Quoi qu'il en soit, le choix de la voie de moindre résistance ne peut que pousser les citoyens à se poser une question gênante : A quoi cela sert de conférer à l’Etat le monopole de la force légitime, s’il n’est pas foutu de s’en servir pour faire appliquer la loi ? C'est pourquoi nos dirigeants essayent de maintenir la fiction que l'Etat n'a pas cédé par des coups de menton. Il faut persuader les citoyens que nos gouvernements agissent librement, que c’est une politique choisie et non subie. « Ces mystères nous dépassent, feignons d’en être les organisateurs » semble être la devise du jour.

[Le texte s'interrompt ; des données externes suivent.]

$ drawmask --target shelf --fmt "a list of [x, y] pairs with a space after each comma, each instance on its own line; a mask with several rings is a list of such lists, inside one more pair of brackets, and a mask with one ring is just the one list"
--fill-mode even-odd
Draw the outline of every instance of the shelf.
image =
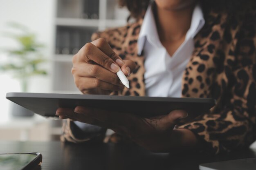
[[54, 61], [58, 62], [72, 62], [72, 54], [55, 54]]
[[115, 27], [125, 25], [125, 20], [94, 20], [81, 18], [57, 18], [56, 25], [58, 26], [76, 27], [98, 27], [106, 26]]
[[106, 20], [105, 22], [106, 27], [115, 27], [125, 26], [127, 24], [127, 22], [124, 20]]
[[58, 18], [56, 23], [60, 26], [98, 27], [99, 22], [99, 20]]

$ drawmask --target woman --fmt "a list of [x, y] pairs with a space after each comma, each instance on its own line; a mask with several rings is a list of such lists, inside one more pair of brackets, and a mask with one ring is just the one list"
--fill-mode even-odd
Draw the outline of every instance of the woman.
[[[62, 140], [99, 139], [109, 128], [153, 151], [214, 154], [255, 141], [255, 1], [119, 2], [137, 22], [93, 34], [93, 41], [74, 56], [72, 73], [80, 90], [213, 98], [217, 105], [210, 113], [185, 122], [181, 121], [187, 116], [184, 110], [148, 119], [81, 106], [60, 108], [56, 115], [61, 119], [104, 128], [97, 134], [85, 134], [68, 119]], [[119, 67], [128, 76], [130, 89], [119, 82], [115, 74]]]

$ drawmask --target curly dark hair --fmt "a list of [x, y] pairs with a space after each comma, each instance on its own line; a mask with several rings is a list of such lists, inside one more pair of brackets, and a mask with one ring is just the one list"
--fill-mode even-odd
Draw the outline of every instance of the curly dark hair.
[[[227, 12], [234, 16], [247, 9], [256, 9], [256, 0], [197, 0], [201, 4], [203, 11], [207, 15], [210, 11]], [[121, 7], [126, 6], [130, 12], [130, 17], [136, 19], [143, 18], [151, 0], [119, 0]]]

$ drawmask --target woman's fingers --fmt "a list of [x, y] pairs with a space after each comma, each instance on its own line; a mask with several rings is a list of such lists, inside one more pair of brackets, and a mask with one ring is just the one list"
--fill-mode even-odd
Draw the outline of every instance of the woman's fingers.
[[119, 71], [120, 68], [117, 63], [92, 43], [87, 43], [82, 49], [84, 55], [79, 55], [79, 62], [85, 61], [90, 63], [92, 60], [113, 73]]
[[130, 60], [125, 60], [124, 61], [124, 64], [121, 66], [121, 70], [125, 75], [128, 76], [135, 69], [136, 64], [134, 61]]
[[122, 86], [117, 74], [111, 72], [100, 66], [81, 63], [76, 67], [73, 67], [72, 73], [80, 77], [94, 77], [103, 82], [117, 86]]
[[[122, 59], [118, 56], [112, 50], [109, 44], [106, 40], [103, 38], [99, 38], [91, 42], [99, 48], [101, 51], [108, 55], [110, 58], [115, 61], [119, 66], [119, 64], [124, 64], [124, 62]], [[119, 60], [117, 60], [119, 59]]]
[[74, 112], [70, 108], [58, 108], [56, 111], [56, 115], [59, 116], [60, 119], [69, 118], [75, 121], [78, 121], [87, 124], [106, 127], [106, 124], [103, 124], [99, 121], [92, 117], [86, 117], [85, 115]]
[[108, 42], [104, 38], [99, 38], [92, 42], [101, 51], [111, 58], [121, 68], [122, 71], [127, 76], [135, 68], [134, 62], [130, 60], [123, 60], [112, 50]]
[[103, 82], [97, 78], [81, 77], [75, 78], [75, 83], [77, 88], [81, 92], [90, 89], [99, 88], [111, 91], [119, 91], [124, 90], [124, 86], [117, 86], [112, 84]]
[[81, 106], [76, 107], [74, 111], [108, 124], [112, 127], [126, 127], [128, 129], [130, 126], [134, 126], [132, 115]]

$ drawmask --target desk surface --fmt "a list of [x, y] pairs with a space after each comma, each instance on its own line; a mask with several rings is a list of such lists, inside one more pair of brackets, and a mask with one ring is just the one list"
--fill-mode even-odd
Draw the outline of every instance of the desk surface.
[[246, 149], [215, 157], [153, 153], [135, 144], [0, 142], [0, 153], [40, 152], [44, 170], [198, 170], [200, 163], [256, 157]]

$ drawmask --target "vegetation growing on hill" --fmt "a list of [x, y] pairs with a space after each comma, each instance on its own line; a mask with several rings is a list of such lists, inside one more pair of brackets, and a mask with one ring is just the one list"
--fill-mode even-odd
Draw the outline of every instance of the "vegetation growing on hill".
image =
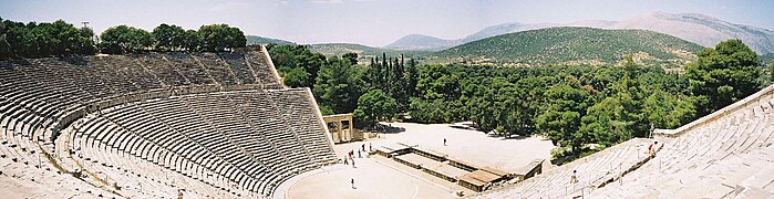
[[257, 35], [247, 35], [247, 44], [275, 44], [275, 45], [287, 45], [293, 44], [293, 42], [285, 41], [280, 39], [262, 38]]
[[202, 25], [199, 30], [161, 24], [153, 32], [117, 25], [102, 32], [96, 40], [90, 28], [75, 28], [62, 20], [24, 24], [0, 18], [0, 60], [90, 55], [97, 52], [220, 52], [244, 48], [246, 42], [245, 33], [227, 24]]
[[710, 114], [760, 90], [761, 61], [741, 40], [729, 40], [699, 52], [687, 66], [690, 90], [699, 96], [699, 113]]
[[[383, 53], [381, 57], [371, 57], [369, 65], [363, 65], [358, 64], [355, 53], [326, 57], [311, 52], [306, 45], [269, 45], [268, 49], [285, 85], [312, 87], [323, 113], [353, 113], [357, 108], [380, 111], [384, 108], [373, 108], [371, 105], [391, 104], [383, 102], [388, 100], [394, 101], [394, 112], [406, 112], [409, 98], [416, 93], [419, 72], [413, 59], [406, 62], [403, 57], [389, 57]], [[368, 107], [360, 107], [363, 94], [375, 90], [388, 97], [367, 97], [364, 103]], [[374, 118], [385, 118], [383, 115], [394, 113], [362, 113], [355, 114], [355, 118], [361, 124], [371, 125]]]
[[631, 56], [620, 65], [500, 67], [416, 66], [385, 54], [355, 65], [357, 55], [345, 54], [326, 61], [313, 87], [323, 109], [355, 111], [359, 122], [388, 119], [381, 114], [392, 113], [376, 107], [394, 100], [398, 113], [414, 122], [472, 121], [500, 136], [545, 135], [560, 146], [557, 157], [574, 158], [589, 144], [607, 147], [647, 137], [652, 128], [677, 128], [750, 95], [761, 87], [754, 57], [736, 40], [703, 50], [687, 74], [639, 65]]
[[466, 62], [516, 65], [616, 64], [627, 55], [646, 65], [674, 66], [692, 60], [701, 45], [643, 30], [549, 28], [492, 36], [433, 55]]
[[0, 18], [0, 60], [94, 54], [94, 32], [62, 20], [16, 22]]

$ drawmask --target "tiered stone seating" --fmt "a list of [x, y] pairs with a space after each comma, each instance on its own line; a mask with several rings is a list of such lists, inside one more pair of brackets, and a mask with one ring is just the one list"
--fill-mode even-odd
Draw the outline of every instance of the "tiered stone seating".
[[[634, 138], [591, 156], [563, 165], [514, 186], [477, 195], [478, 198], [568, 198], [582, 196], [608, 181], [616, 180], [626, 170], [648, 157], [652, 139]], [[576, 170], [577, 184], [571, 184]]]
[[[275, 101], [282, 96], [296, 102]], [[73, 143], [124, 151], [195, 179], [214, 175], [230, 181], [214, 187], [269, 197], [290, 177], [336, 163], [320, 118], [303, 104], [308, 97], [307, 90], [280, 90], [149, 100], [102, 111]]]
[[245, 63], [245, 54], [242, 53], [219, 53], [220, 59], [223, 59], [224, 63], [228, 65], [229, 69], [234, 72], [234, 75], [242, 83], [242, 84], [257, 84], [259, 83], [257, 81], [257, 77], [255, 76], [255, 72], [252, 69], [247, 66]]
[[278, 76], [276, 76], [276, 71], [274, 67], [268, 65], [269, 61], [262, 54], [262, 52], [249, 51], [245, 53], [245, 62], [252, 67], [255, 74], [261, 84], [271, 86], [275, 88], [281, 88], [281, 83]]
[[235, 74], [216, 54], [192, 53], [190, 55], [204, 66], [216, 82], [223, 85], [238, 84]]
[[269, 62], [260, 51], [0, 62], [0, 158], [122, 197], [269, 197], [336, 160], [308, 90], [207, 94], [281, 88]]
[[[657, 157], [613, 184], [599, 198], [726, 198], [774, 195], [774, 97], [758, 94], [681, 127]], [[757, 192], [757, 195], [755, 195]], [[739, 195], [739, 196], [737, 196]], [[756, 197], [757, 196], [757, 197]]]
[[166, 57], [166, 60], [174, 65], [175, 70], [185, 76], [192, 84], [215, 84], [215, 80], [209, 76], [202, 64], [197, 63], [189, 54], [168, 53], [164, 54], [164, 57]]

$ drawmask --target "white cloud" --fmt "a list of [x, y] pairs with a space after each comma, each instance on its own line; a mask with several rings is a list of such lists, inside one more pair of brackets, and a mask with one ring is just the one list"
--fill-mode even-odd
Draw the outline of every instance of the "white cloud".
[[343, 0], [311, 0], [312, 3], [343, 3]]

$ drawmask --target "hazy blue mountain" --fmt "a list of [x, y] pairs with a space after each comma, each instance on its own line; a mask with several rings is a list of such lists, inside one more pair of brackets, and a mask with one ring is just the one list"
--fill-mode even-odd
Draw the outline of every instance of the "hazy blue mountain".
[[458, 44], [462, 44], [460, 40], [444, 40], [423, 34], [409, 34], [399, 39], [395, 42], [392, 42], [389, 45], [385, 45], [384, 49], [411, 51], [440, 51]]
[[457, 45], [433, 56], [497, 65], [615, 65], [632, 55], [636, 62], [664, 67], [695, 60], [703, 46], [647, 30], [559, 27], [489, 36]]
[[[434, 46], [447, 49], [455, 44], [463, 44], [494, 35], [500, 35], [527, 30], [544, 29], [550, 27], [589, 27], [599, 29], [641, 29], [661, 32], [680, 39], [691, 41], [704, 46], [714, 46], [716, 43], [729, 39], [741, 39], [751, 49], [760, 54], [774, 53], [774, 32], [751, 25], [736, 24], [698, 13], [667, 13], [653, 12], [634, 17], [623, 21], [587, 20], [571, 23], [504, 23], [482, 29], [460, 40], [441, 40], [427, 35], [406, 36], [396, 41], [401, 49], [416, 49]], [[412, 39], [415, 38], [415, 39]], [[435, 40], [431, 40], [435, 39]], [[404, 40], [405, 39], [405, 40]], [[393, 43], [393, 44], [395, 44]], [[393, 44], [385, 48], [393, 49]]]

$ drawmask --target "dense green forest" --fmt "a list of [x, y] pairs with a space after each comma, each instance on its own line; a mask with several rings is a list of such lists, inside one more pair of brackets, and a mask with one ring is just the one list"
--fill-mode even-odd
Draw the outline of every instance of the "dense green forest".
[[740, 40], [699, 51], [684, 74], [631, 56], [619, 65], [503, 67], [419, 65], [386, 54], [359, 64], [354, 53], [326, 57], [301, 45], [269, 51], [286, 84], [312, 87], [328, 114], [353, 112], [364, 126], [399, 113], [417, 123], [472, 121], [499, 136], [544, 135], [560, 146], [555, 157], [570, 158], [590, 151], [589, 144], [603, 148], [677, 128], [771, 80]]
[[244, 32], [227, 24], [202, 25], [198, 30], [161, 24], [152, 32], [117, 25], [95, 36], [90, 28], [75, 28], [62, 20], [22, 23], [0, 18], [0, 60], [90, 55], [97, 52], [215, 52], [244, 48], [246, 42]]
[[644, 30], [548, 28], [482, 39], [435, 54], [465, 62], [512, 65], [617, 64], [626, 55], [644, 65], [680, 66], [701, 45]]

C’est pourquoi Angela Merkel et ses amis, les mêmes qui tenaient absolument à ce que les grecs souffrent pour expier leurs péchés et qui proposaient il n’y a pas si longtemps d’aller couler les bateaux des passeurs en Libye même pour tarir les flux migratoires expliquent maintenant aux allemands que la générosité envers ceux qui souffrent est un devoir sacré. Quant à notre Premier ministre, il préfère essayer de nous faire croire que l’autorité est sauve puisque les règles seront appliquées sans faiblesse : on fera le tri entre les « vrais » demandeurs d’asile et les migrants économiques, les premiers « doivent être accueillis » alors que les seconds « seront expulsés ». Tout cela ne peut abuser que ceux qui ont envie de l’être. D’abord, on la vu, la distinction entre le réfugié et le migrant économique est illusoire. Et même si on arrivait à déterminer qui sont les migrants « économiques », il s’agirait d’expulser des centaines de milliers de personnes, des familles entières sous les yeux des caméras. Vous imaginez la scène ? Quel homme politique est prêt aujourd’hui à assumer un tel geste ?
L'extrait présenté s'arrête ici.